Медведь в Петергофе. О чем поспорили Блок и Пушкин
В новом видео философ, политолог, лидер движения «Суть времени» Сергей Кургинян говорит о споре Блока с Пушкиным. Кургинян предполагает, что блоковское «Покой нам только снится» является ответом на пушкинское «Покоя сердце просит».
Что могла означать пушкинская фраза, оказавшаяся столь важной в 2021 году, когда у русских людей осталось, быть может, десятилетие на то, чтобы выбрать между покоем и боем?
Чего хочет русская душа в ее сокровенности?

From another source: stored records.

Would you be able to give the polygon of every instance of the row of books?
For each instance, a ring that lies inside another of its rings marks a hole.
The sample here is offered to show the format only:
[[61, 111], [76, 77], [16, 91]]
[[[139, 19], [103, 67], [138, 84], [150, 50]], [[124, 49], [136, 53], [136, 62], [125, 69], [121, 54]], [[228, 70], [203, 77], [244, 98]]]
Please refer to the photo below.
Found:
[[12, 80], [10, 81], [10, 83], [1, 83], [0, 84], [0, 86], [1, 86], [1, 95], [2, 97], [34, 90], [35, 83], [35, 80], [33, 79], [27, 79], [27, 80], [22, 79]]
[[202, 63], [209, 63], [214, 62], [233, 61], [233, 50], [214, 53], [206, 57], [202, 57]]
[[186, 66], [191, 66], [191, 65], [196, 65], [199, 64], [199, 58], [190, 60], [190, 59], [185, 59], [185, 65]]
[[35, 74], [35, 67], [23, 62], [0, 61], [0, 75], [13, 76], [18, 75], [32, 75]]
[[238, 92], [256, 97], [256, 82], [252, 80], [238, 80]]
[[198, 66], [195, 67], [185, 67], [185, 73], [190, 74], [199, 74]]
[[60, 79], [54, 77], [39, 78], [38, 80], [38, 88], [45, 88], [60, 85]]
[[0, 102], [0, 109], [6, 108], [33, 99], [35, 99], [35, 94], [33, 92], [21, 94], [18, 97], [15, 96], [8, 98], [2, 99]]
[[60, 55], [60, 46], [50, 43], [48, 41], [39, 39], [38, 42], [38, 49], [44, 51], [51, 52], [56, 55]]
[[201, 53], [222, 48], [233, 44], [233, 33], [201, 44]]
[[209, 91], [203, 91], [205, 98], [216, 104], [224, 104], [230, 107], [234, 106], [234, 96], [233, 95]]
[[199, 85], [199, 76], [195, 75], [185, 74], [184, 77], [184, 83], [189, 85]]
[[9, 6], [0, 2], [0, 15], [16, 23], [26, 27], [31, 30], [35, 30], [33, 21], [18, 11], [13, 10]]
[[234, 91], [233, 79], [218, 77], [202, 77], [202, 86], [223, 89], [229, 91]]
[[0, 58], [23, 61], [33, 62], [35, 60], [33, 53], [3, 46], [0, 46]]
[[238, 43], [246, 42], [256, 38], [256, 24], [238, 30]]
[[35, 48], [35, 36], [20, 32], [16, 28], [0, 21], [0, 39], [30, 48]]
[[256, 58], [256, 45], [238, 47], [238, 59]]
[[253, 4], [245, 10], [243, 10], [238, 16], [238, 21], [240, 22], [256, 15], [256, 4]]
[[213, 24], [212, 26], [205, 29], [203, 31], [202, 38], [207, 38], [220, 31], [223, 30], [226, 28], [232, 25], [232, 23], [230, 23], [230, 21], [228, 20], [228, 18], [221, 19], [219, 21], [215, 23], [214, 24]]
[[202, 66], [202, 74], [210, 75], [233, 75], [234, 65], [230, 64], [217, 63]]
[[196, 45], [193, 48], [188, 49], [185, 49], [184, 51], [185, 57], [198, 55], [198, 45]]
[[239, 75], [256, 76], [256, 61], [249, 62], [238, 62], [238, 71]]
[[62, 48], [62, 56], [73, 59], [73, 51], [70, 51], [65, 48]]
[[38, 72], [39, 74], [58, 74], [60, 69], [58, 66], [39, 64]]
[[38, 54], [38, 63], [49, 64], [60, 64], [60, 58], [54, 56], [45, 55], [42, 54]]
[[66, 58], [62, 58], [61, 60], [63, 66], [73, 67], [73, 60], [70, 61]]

Пушкин был воспитан на ценностях Просвещения. «Просветительский код» ему преподавали в лицее, и этот «код» стал одной из ключевых составляющих его творческой личности.
Наряду с другими, например, «романтическим кодом» Байрона и «народным кодом» няни Арины Родионовны.
Слова Пушкина о покое почему-то вызывают в памяти Петергоф и Павловск, где покой дарит и служит ему каждый куст, буквально каждый метр пространства.
Петергоф и Павловск — эти святилища классицизма и Просвещения.
Когда в университетах говорят о культе разума как главной черте Просвещения, то не так просто представить: а как практически живет человек, поклоняющийся этому культу? Как он живет, чувствует, оценивает реальность, какова внутренняя жизнь такого человека?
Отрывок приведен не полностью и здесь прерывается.